Pride Is the Devil's Favorite Sin, Says Exorcist; He's Also the Father of It
Reputed exorcist from the Archdiocese of Barcelona in Catalonia, Spain, Father Juan José Gallego, has said that in his experience pride is the devil's favorite sin.
Citing excerpts from an interview conducted by the Spanish daily El Mundo, Gallego, who is in his ninth year as an appointed exorcist, said pride is the sin the devil likes the most and explained that he had a lot of fear when he first started evicting demons from human vessels.
"In the beginning I had a lot of fear," said Gallego. "All I had to do was look over my shoulder and I saw demons. … The other day I was doing an exorcism, 'I command you! I order you!'… and the Evil One, with a loud voice fires back at me: 'Galleeeego, you're over-doooing it.' That shook me."
He said he stood his ground because he knows God is more powerful than the devil.
When he first got appointed as an exorcist, Gallego said relatives expressed concern for his safety.
"When they appointed me, a relative told me, 'Whoa, Juan José, I'm really afraid, because in the movie 'The Exorcist,' one person died and the other threw himself through a window.' I said to her, 'Don't forget that the devil is [just a] creature of God,'" he explained.
Gallego added that when people are possessed "they lose consciousness, they speak strange languages, they have inordinate strength, they feel really bad, you see very well-mannered people vomiting and blaspheming."
Recalling one case in particular, Gallego said: "There was a boy whom the demon would set his shirt on fire at night and things like that. He told me what the demons were proposing him to do: If you make a pact with us, you'll never have to go through any more of what you're going through now."
He also explained that addictions are "a type of possession" because "when people are going through a crisis they suffer more. They can feel hopeless, People feel like they've got the devil inside."
According to Paul Sands, associate professor of Theology at the Georger W. Truett Theological Seminary at Baylor University, "Christians have long counted pride as a sin — indeed the 'original sin' that generates every other and is the vital principle of each."
And Isaiah 14:12–15 first highlights pride's beginning in the Bible in the devil.

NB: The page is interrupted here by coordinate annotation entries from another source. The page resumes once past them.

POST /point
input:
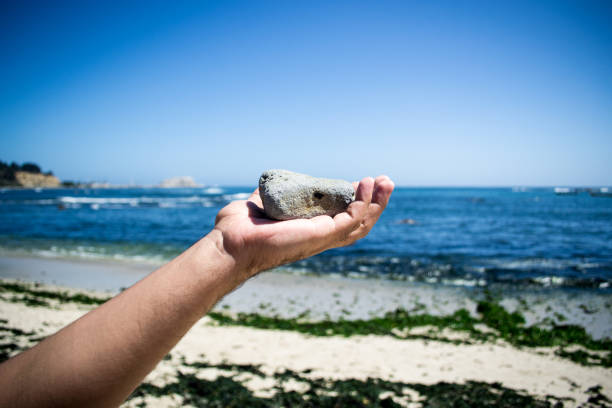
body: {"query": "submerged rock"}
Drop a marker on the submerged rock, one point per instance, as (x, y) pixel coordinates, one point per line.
(287, 195)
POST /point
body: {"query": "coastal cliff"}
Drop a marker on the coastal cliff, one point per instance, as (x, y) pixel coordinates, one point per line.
(26, 179)
(26, 175)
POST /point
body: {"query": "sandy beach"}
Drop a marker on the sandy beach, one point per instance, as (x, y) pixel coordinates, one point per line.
(252, 358)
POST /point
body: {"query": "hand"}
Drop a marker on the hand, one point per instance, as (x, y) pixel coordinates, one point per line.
(257, 243)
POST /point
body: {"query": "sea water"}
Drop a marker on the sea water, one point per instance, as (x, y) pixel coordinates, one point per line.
(447, 236)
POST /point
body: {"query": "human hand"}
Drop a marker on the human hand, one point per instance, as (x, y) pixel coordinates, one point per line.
(257, 243)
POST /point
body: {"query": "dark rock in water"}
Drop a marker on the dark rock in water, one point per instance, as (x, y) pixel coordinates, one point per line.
(287, 195)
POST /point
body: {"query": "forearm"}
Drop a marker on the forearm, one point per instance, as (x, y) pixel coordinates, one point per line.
(100, 358)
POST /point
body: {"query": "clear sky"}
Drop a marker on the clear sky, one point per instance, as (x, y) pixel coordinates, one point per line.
(428, 92)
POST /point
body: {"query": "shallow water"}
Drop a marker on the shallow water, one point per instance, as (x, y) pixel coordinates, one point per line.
(451, 236)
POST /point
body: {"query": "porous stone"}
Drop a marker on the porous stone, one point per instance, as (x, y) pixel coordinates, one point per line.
(287, 195)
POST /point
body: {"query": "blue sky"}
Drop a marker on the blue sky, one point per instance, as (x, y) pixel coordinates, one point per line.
(430, 93)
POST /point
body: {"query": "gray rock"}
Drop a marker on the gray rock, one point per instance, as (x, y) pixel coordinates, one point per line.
(287, 195)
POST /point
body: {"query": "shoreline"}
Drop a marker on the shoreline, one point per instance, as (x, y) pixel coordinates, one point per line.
(262, 360)
(331, 297)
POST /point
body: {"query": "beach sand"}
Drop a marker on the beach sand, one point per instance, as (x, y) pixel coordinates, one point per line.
(537, 372)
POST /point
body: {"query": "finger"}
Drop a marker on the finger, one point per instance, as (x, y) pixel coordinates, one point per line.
(383, 187)
(348, 221)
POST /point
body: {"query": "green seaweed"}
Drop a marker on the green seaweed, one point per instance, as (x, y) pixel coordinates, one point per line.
(506, 325)
(37, 295)
(229, 391)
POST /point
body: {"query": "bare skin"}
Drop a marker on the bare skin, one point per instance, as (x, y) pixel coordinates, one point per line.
(98, 360)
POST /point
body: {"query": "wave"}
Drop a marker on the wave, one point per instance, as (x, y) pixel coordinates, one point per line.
(458, 272)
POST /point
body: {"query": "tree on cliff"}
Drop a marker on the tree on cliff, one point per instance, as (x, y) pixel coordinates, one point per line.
(7, 172)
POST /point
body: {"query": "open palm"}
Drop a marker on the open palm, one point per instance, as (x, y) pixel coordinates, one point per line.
(257, 243)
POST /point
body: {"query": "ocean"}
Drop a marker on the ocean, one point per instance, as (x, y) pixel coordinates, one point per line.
(483, 237)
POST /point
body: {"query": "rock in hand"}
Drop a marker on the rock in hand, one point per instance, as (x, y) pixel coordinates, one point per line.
(287, 195)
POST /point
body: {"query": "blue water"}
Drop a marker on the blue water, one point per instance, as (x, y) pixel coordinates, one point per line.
(473, 237)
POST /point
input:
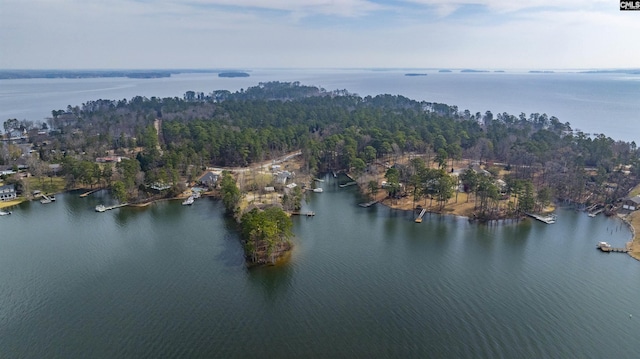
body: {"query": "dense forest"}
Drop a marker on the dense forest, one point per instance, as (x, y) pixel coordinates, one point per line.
(336, 131)
(169, 139)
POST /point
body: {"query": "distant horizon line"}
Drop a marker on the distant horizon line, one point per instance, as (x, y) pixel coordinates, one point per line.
(373, 68)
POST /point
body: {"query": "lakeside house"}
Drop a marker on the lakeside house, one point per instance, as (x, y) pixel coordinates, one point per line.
(209, 179)
(109, 159)
(7, 193)
(631, 203)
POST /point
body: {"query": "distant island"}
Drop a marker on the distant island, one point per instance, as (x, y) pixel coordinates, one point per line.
(233, 74)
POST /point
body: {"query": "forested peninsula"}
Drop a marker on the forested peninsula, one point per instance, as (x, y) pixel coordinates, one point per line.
(393, 147)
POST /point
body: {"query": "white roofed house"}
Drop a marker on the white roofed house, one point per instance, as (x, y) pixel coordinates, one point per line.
(7, 193)
(209, 179)
(632, 203)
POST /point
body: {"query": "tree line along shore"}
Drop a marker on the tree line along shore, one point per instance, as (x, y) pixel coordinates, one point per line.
(401, 151)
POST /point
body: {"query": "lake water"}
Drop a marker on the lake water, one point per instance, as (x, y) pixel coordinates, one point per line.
(593, 103)
(169, 281)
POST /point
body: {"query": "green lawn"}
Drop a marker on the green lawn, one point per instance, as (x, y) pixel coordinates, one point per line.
(45, 184)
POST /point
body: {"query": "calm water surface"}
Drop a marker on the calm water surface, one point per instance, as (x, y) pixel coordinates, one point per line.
(169, 281)
(593, 103)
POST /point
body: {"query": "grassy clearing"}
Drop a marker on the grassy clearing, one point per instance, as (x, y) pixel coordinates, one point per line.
(45, 184)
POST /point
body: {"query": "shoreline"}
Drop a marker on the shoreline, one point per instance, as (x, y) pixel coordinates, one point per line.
(632, 220)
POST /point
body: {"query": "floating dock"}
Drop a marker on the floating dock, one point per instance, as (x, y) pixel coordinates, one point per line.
(308, 214)
(103, 208)
(90, 192)
(45, 199)
(606, 248)
(368, 204)
(550, 219)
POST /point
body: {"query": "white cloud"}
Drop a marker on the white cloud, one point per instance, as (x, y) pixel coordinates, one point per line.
(511, 5)
(350, 33)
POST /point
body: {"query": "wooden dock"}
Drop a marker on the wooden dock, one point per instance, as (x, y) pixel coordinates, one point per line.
(101, 208)
(606, 248)
(367, 204)
(550, 219)
(308, 214)
(90, 192)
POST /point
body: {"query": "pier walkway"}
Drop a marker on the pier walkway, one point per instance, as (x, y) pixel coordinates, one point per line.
(308, 214)
(606, 248)
(550, 219)
(103, 208)
(367, 204)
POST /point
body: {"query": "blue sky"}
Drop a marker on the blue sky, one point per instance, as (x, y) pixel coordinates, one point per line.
(492, 34)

"How are you fallen from Heaven, O Lucifer, son of the morning! How are you cut down to the ground, which did weaken the nations! For you have said in your heart, I will ascend into Heaven, I will exalt my throne above the stars of God: I will sit also upon the mount of the congregation, in the sides of the north: I will ascend above the heights of the clouds; I will be like the most High. Yet you shall be brought down to Hell, to the sides of the pit," reads the Scripture.